Equifax’s security lapse could be the largest theft involving Social Security numbers, one of the most common methods used to confirm a person’s identity in the U.S. It eclipses a 2015 hack at health insurer Anthem Inc. that involved the Social Security numbers of about 80 million people .
Any data breach threatens to tarnish a company’s reputation, but it is especially mortifying for Equifax, whose entire business revolves around providing a clear financial profile of consumers that lenders and other businesses can trust.
“This really undermines their credibility,” Litan said. It also could undermine the integrity of the information stockpiled by two other major credit bureaus, Experian and TransUnion, since they hold virtually all the data that Equifax does, Litan said.
Equifax’s stock dropped 13 percent to $124.10 in extended trading after its announcement of the breach.
Three Equifax executives sold shares worth a combined $1.8 million just a few days after the company discovered it had been hacked, according to documents filed with securities regulators.
The sales, executed on August 1 and August 2, were made by: John Gamble, Equifax’s chief financial officer; Rodolfo Ploder, Equifax’s president of workforce solutions; and Joseph Loughran, Equifax’s president of U.S. information solutions. Bloomberg News first reported the divestitures.

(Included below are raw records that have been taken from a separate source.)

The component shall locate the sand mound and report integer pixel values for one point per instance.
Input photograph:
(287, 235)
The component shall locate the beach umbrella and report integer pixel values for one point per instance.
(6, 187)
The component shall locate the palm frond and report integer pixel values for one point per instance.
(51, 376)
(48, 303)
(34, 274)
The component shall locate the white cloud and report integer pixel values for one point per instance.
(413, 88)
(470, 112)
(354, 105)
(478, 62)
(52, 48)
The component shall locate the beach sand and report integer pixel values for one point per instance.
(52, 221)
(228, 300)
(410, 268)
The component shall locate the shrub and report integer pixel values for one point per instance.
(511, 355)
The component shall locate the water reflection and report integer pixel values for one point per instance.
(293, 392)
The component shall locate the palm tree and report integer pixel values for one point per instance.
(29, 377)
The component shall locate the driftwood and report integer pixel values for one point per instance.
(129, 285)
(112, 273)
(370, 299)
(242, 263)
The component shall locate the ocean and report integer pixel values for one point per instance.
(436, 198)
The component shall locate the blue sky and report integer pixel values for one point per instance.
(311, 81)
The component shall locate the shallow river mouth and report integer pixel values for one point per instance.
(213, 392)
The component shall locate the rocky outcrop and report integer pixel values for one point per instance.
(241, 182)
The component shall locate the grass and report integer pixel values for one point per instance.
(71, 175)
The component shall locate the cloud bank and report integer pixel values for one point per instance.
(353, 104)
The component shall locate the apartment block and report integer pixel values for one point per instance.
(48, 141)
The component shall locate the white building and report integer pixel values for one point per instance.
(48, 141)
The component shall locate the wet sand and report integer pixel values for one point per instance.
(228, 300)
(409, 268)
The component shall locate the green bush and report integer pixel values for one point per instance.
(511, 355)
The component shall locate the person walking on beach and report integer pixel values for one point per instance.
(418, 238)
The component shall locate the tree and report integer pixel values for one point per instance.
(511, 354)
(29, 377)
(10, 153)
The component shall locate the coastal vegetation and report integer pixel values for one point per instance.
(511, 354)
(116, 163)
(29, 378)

In a subsequent statement, Equifax said the three executives “had no knowledge that an intrusion had occurred at the time they sold their shares.”
The potential aftershocks of the Equifax breach should make it clear that Social Security numbers are becoming an unreliable way to verify a person’s identity, Nathaniel Gleicher, the former director of cybersecurity policy in the White House during the Obama administration, said in an email statement.
“This breach might just have put the nail in the coffin of the idea that we can use personal identifiers like Social Security numbers as security factors,” wrote Gleicher, who now oversees cybersecurity strategy for computer security firm Illumio.
In addition to the personal information stolen in its breach, Equifax said the credit card numbers for about 209,000 U.S. consumers were also taken, as were “certain dispute documents” containing personal information for approximately 182,000 U.S. individuals.
Equifax warned that hackers also may have some “limited personal information” about British and Canadian residents. The company doesn’t believe that consumers from any other countries were affected.